問)  消費税の話に戻って恐縮ですけれども、総理は外遊が続いてお忙しいとは思うんですが、昨日の民主党の会合で八ッ場ダム、総理が決めたことについて反発が出るということは総理が国民の前に民主党にもきっちり説明がし切れていないのではと国民は思うと思うんですけれども、総理の説明責任について今後党に対して、そして国民に対してどのような消費税についてご説明をするご予定があるのか、もしくはすべきであるか、お考えをお聞かせください。
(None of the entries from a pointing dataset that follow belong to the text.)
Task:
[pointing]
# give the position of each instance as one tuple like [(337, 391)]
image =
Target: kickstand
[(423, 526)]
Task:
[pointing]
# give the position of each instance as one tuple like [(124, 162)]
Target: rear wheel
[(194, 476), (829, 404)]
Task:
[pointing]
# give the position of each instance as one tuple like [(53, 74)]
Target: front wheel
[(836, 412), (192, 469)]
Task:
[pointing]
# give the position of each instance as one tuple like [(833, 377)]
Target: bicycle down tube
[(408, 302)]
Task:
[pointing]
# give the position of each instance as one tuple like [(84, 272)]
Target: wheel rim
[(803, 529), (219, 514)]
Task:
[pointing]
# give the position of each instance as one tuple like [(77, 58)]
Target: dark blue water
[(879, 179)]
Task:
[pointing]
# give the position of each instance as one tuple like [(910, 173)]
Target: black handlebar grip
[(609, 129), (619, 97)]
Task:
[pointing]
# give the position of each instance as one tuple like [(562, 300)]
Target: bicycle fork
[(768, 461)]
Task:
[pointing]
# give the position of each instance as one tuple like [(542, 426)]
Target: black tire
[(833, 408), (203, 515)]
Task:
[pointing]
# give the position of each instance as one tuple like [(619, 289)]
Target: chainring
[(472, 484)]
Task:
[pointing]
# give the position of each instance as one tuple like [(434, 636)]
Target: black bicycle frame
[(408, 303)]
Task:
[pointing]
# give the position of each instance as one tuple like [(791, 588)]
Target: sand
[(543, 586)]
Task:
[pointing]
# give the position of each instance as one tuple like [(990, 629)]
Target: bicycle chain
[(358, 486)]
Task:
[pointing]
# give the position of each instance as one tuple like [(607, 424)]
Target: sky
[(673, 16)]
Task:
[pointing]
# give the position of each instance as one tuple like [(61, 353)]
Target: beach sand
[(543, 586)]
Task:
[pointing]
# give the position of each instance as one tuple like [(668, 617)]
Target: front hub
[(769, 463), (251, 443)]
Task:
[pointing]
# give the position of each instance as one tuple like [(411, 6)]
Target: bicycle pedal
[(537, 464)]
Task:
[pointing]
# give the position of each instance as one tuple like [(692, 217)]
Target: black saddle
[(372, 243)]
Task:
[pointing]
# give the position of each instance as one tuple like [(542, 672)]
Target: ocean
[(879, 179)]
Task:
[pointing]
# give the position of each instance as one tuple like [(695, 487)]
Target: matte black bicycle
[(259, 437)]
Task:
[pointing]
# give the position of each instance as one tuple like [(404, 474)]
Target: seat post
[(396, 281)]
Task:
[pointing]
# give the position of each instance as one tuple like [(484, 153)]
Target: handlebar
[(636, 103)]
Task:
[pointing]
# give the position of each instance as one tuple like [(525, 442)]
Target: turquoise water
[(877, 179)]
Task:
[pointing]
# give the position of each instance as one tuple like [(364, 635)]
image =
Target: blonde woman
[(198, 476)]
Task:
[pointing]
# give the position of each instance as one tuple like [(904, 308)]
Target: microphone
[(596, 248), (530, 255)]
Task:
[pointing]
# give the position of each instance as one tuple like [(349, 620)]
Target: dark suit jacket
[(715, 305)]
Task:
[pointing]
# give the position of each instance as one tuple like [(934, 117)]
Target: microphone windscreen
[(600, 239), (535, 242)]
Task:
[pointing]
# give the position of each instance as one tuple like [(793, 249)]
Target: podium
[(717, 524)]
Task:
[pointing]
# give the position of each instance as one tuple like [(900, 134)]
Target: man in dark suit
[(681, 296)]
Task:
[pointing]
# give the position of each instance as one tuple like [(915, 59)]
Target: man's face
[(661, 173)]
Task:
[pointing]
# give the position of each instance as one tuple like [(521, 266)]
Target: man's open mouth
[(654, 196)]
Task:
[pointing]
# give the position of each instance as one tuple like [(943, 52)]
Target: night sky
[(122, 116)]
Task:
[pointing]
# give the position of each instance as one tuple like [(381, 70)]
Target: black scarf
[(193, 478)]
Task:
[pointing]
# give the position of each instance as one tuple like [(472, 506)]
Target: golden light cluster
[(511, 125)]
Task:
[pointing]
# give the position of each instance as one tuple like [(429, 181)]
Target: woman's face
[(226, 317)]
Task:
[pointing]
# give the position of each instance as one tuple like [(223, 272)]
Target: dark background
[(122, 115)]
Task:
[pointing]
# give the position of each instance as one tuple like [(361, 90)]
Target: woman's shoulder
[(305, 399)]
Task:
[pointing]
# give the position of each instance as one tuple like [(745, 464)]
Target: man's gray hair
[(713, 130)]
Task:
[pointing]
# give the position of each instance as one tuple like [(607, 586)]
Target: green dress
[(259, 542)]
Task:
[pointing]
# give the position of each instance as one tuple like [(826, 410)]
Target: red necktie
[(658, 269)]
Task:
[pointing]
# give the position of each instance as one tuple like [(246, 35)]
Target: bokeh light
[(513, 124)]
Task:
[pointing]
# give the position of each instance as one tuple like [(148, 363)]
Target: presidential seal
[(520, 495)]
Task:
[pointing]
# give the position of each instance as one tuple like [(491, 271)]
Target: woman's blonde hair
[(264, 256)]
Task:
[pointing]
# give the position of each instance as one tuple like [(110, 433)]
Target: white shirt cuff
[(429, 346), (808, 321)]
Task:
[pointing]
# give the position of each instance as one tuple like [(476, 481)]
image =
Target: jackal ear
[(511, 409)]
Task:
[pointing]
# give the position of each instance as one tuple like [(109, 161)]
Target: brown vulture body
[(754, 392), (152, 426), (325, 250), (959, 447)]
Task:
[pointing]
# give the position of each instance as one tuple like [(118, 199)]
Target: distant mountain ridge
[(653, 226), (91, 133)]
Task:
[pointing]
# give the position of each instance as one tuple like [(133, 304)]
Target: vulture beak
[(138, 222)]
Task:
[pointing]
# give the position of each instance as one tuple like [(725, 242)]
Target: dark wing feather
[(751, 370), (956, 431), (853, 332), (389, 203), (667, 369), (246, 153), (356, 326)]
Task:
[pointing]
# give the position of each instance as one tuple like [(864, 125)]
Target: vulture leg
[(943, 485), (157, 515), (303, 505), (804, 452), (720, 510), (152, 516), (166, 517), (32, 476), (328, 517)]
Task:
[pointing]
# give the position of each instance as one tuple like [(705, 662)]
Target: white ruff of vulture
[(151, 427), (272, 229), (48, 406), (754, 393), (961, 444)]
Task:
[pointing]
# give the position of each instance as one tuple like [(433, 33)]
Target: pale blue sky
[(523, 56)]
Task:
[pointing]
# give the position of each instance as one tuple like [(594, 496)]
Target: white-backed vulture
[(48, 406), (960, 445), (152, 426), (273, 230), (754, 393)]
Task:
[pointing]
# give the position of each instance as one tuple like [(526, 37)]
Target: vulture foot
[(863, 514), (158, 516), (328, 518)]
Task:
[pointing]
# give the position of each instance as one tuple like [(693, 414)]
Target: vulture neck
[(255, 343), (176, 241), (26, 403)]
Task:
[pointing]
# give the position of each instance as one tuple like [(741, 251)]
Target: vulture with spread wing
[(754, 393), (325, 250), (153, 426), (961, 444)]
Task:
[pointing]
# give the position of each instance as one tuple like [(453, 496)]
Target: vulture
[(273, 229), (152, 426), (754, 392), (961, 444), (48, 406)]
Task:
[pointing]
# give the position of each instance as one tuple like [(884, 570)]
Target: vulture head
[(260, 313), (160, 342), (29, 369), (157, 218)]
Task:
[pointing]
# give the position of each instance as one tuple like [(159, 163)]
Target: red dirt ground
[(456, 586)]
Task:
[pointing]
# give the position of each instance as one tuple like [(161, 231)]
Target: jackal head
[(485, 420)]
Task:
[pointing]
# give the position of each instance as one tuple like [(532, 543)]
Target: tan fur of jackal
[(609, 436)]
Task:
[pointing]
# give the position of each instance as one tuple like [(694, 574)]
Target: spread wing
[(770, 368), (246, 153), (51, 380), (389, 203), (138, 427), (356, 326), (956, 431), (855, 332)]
答)  それは年が明ければ国民の皆様、それぞれ日本列島津々浦々、私も全国を行脚しようと思っております。本当にご納得いただけるようなお話をさせていただくと。ただ当面は党内での税調論議というのがやはり大事だと思います。八ッ場ダムの問題は直接消費税とは関係ありませんが、そうした事業の再開をしたということに対する反発はあるということは承っておりますので、いずれ総理、今日党側とは話をなさっておられると思いますので、何らかの機会に、苦渋の決断だったと総理もおっしゃっておられるわけですから、そうした決断をしていったプロセスについて何らかの形でご説明していただく機会というものが出来るんじゃないかなと思っています。
問)  それは年内に党に総理がご説明されるということでしょうか。
答)  私は第三者なので。今そういうことも含めて民主・政府の首脳会議の中で話し合われているんじゃないかなと推測します。